What do Great White shark sightings near Santa Cruz, a toxic algae bloom from Santa Barbara to Seattle and the collapse of the salmon fishery have in common? They might all trace to a persistent blob of warm water that has been clinging to the west coast since last year, according to research conducted by NOAA and others.
It’s a complicated story, so I’ll try to unpack things with the help of Nate Mantua, a climate scientist based at NOAA’s Southwest Fisheries Science Center in Santa Cruz. First of all, the warmer-than-normal water has been with us since early 2014, but has been getting stronger and growing. From this map,
which shows temperature anomalies, or the areas where temperatures are warmer or colder than expected, you can see a very warm finger of water off Peru as well as warm patches of water extending into the Pacific between the West Coast and Hawaii and even up into Alaska. This warm water has brought with it lots of marine species that prefer the tropics this time of year, from sharks in Santa Cruz to pygmy killer whales seen for the first time off California last winter.
As Nate explained to me, each of these warm regions reflects persistent changes in atmospheric pressure, wind and ocean current patterns. Some of the changes are associated with El Nino, the periodic warming of the Eastern Pacific Ocean off South America that shifts weather patterns and could bring heavy rainstorms to California this winter, which would be a welcome relief to our drought-stricken state. But the warm water anomaly started last year, before this El Nino developed and grew, and is likely the result of large-scale shifts in atmospheric pressure resulting in weaker winds from the north. These winds, which typically strengthen in springtime, would normally push sun-warmed surface water off shore and bring up cold, nutrient-rich water from below, a phenomena known as upwelling.
Upwelling is an important feature for marine ecosystems all along the west coast. The cold, nutrient-rich waters support a bloom of phytoplankton, plant-like marine algae that thrive in upwelling conditions and support an entire rich food web from marine invertebrates called copepods to fish, seabirds and even whales. A highly productive salmon fishery depends on upwelling and fat, juicy copepods to feed the young fish as they travel from streams to the ocean. When upwelling is diminished, as a NOAA report warns is happening this year, young salmon can take a hit and never grow up to be big salmon for fishermen to catch.
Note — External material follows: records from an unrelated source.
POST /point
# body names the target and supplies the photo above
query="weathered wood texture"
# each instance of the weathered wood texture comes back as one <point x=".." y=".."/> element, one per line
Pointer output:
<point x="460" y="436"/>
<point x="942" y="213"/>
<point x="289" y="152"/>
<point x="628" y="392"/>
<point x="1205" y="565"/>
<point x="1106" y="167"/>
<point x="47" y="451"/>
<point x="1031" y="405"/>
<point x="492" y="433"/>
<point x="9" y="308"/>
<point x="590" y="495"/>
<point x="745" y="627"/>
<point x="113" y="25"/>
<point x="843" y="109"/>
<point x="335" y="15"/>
Upwelling also affects the balance of marine algae along coastal regions. When nutrients are present, the “good“ algae species dominate the ecosystem. When the regime shifts to warmer, nutrient-poor conditions, “harmful” or toxic algae can gain a foothold and proliferate. This spring and summer, a toxic algae bloom has spread from Santa Barbara to Alaska to become the most severe in nearly two decades, according to Raphael Kudela of UC Santa Cruz whose lab helps monitor and map harmful algal blooms in California.
The algae in this huge bloom, called Pseudo-nitzschia, produces domoic acid, a neurotoxin that accumulates in filter feeders, such as clams and mussels, and species lower in the food chain, such as crabs, anchovies and sardines which feed on plankton. The concentrations of domoic acid detected in Monterey Bay and along the coast of Oregon and Washington are some of the highest ever recorded and has resulted in the closure of shellfish harvesting and warnings about consuming recreationally-caught mussels, clams, and the internal organs of crabs taken from Monterey and Santa Cruz counties.
So while you might enjoy taking a dip in the ocean sans wetsuit this summer, this is all a good reminder that ecosystems and climate are intimately connected and that large changes in winds, ocean currents, and temperatures can have profound, long-term effects on marine life and communities that enjoy and depend on healthy oceans.